Gayle Kvenvold, chief executive of LeadingAge Minnesota, a long-term care industry group, said "the time has come" for licensing the assisted-living industry and that her group supports the effort.

"We are serving a much different population today in assisted living than we did 20 years ago," Kvenvold said. "Still, it's a massive undertaking. We are overhauling the regulatory framework that we've had for decades."

Minnesota is the only state in the nation that does not license assisted-living services, and advocates say it has fallen behind many other states in establishing basic consumer protections for residents.

For instance, Minnesota is one of 17 states that lacks protections against arbitrary discharges from assisted-living facilities and one of 18 states that have no statutory protections against retaliation for seniors and others who report abuse, according to research by AARP Minnesota.

"Minnesota prides itself on being a leader in so many areas, but here we are an outlier," said Sen. Scott Dibble, DFL-Minneapolis, who introduced legislation this session expanding state oversight of senior care facilities.

The report issued Tuesday captures months of research and thousands of pages of state documents examined by Elder Voice volunteers and includes summaries of about 40 particularly egregious cases of maltreatment.

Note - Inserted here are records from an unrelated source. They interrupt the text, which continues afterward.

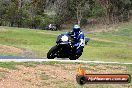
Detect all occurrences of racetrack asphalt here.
[0,56,132,64]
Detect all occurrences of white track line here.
[0,59,132,64]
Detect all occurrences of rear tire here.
[47,46,58,59]
[69,53,82,60]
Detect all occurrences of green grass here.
[0,25,132,62]
[0,62,17,70]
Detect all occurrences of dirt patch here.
[0,45,23,54]
[0,64,130,88]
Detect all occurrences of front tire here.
[47,46,58,59]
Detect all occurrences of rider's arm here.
[65,31,72,35]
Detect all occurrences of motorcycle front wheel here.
[47,46,58,59]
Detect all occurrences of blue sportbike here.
[47,34,90,60]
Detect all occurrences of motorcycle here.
[47,34,90,60]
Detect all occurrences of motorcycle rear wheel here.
[69,53,82,60]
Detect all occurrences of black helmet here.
[73,25,80,32]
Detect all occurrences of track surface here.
[0,58,132,64]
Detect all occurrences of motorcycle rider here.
[66,25,85,53]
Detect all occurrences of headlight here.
[61,35,68,42]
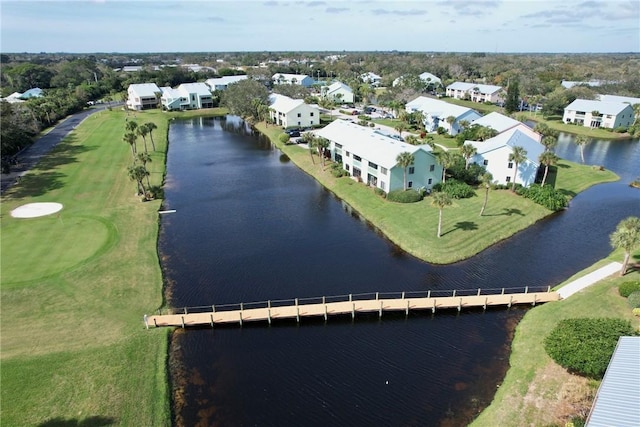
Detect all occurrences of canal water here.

In a 2017 incident at Golden Nest assisted-living residence in Minneapolis, an elderly resident was left on the floor for four hours after a fall, without anyone contacting a nurse or emergency medical services. The resident was later diagnosed with a brain hemorrhage and died, according to a state investigation. The following year, a 76-year-old resident with dementia wandered away from the same facility on a winter afternoon and was found about eight hours later, lying in a snowbank. The resident had suffered severe hypothermia and later died at the hospital.

In many cases, the incidents reflected dangerously low staffing levels and inadequate training. One facility was so understaffed that it had kitchen staff responding to calls for personal care assistance at night, Elder Voice found. Another file showed that a resident of an assisted-living facility in Coon Rapids attempted suicide by consuming up to 85 doses of medications belonging to other residents, but no staff members were present in the building.

The untimely deaths chronicled resulted from a wide range of lapses, including failing to monitor and treat routine health problems such as diarrhea, dehydration and diabetes, the report found. Others died because wellness checks were not completed as prescribed and medications were not given or were given incorrectly.

The incidents highlighted in the report represent a fraction of the number of maltreatment complaints received by the Health Department's Office of Health Facility Complaints. The office currently receives about 400 allegations a week of abuse and neglect in nursing homes and other health facilities, according to state data. Between 2012 and 2017, allegations of maltreatment have increased 53 percent to slightly more than 24,000 statewide.

"Unfortunately, these are not one-time, rare events," Sundberg said. "There are dozens of facilities that are repeat offenders."